Tell No One – Tightly paced thriller full of mystery and suspense. Multiple twists will have you guessing until the very end. Brilliant.
Saint Maud – Disorientating direction and sound make for a really unsettling experience. In a good way. And it absolutely nails the ending.
Red Cliff (original version)– Nearly five hours of epic battle scenes and martial arts action, mixed with lots of John Woo cheese. Absolute bliss.
Shin Godzilla – Great showcase of Godzilla as a destructive force and bureaucratic nightmare, but left me craving a little more monster action.
Tenet – Spectacular visuals, audio and action but the incredibly convoluted plot really grated on me by the end.
The Mitchells vs. the Machines – Charming animated adventure, made for kids but had me laughing more than most adult comedies have in recent years.
Love and Monsters – Might not be particularly memorable but it’s a decent way to waste a few hours. Light and enjoyable entertainment.

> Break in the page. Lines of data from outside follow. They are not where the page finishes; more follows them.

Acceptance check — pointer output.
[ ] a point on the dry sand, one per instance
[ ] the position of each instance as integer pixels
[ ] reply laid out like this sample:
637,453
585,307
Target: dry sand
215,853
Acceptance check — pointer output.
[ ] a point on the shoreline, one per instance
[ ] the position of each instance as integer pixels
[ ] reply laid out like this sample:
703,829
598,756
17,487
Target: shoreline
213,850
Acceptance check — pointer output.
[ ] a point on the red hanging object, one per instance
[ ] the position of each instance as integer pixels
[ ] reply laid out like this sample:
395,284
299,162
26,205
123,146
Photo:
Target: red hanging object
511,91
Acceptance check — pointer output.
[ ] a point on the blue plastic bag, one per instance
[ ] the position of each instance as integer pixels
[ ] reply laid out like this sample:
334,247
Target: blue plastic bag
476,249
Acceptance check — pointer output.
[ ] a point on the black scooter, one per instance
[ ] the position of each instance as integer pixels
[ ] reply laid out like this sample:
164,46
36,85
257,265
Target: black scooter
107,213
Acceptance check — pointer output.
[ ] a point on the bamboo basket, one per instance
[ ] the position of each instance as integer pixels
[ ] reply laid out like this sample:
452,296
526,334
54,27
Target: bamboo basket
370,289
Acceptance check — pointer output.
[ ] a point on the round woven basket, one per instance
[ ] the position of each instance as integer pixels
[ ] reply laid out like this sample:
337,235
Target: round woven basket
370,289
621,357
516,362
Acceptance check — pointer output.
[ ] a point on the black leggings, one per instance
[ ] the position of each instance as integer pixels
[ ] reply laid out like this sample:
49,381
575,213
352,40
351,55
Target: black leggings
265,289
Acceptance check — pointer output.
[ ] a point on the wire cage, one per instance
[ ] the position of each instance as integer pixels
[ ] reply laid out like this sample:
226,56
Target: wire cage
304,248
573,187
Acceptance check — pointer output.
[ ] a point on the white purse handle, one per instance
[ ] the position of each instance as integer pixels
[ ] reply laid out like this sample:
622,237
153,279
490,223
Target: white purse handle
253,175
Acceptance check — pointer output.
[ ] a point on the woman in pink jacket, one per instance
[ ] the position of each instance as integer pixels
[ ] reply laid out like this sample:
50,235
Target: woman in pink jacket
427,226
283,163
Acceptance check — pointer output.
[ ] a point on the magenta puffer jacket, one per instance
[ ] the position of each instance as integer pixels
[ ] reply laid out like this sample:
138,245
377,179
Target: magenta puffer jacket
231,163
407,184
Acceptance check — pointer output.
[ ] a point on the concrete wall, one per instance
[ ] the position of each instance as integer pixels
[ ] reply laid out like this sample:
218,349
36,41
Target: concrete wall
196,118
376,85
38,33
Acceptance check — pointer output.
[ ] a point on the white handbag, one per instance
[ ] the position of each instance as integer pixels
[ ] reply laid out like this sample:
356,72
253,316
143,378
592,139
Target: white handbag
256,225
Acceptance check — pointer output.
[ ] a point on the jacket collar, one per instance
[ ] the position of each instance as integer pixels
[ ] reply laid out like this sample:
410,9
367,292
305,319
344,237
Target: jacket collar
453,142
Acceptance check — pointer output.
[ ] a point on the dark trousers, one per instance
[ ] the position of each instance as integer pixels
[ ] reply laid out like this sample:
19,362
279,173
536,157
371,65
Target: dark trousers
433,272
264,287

Hellraiser – The Cenobites still look unbelievably disturbing today and the story maintains an original feel. Revolting. Terrifying. Proper nightmare fuel.
Army of the Dead – Far too long and full of clichés but I’d be lying if I said I didn’t enjoy myself.
The Quiet Family – Kim Jee-woon’s debut starts slowly but ends hilariously. An awesome cast and early sign of the great things to come.
The Great Silence – Everything I could ever want from a Spaghetti Western, with added snow and a brutally uncompromising ending. Sergio Corbucci’s best.
Have you seen any of these films and if so, what are your thoughts?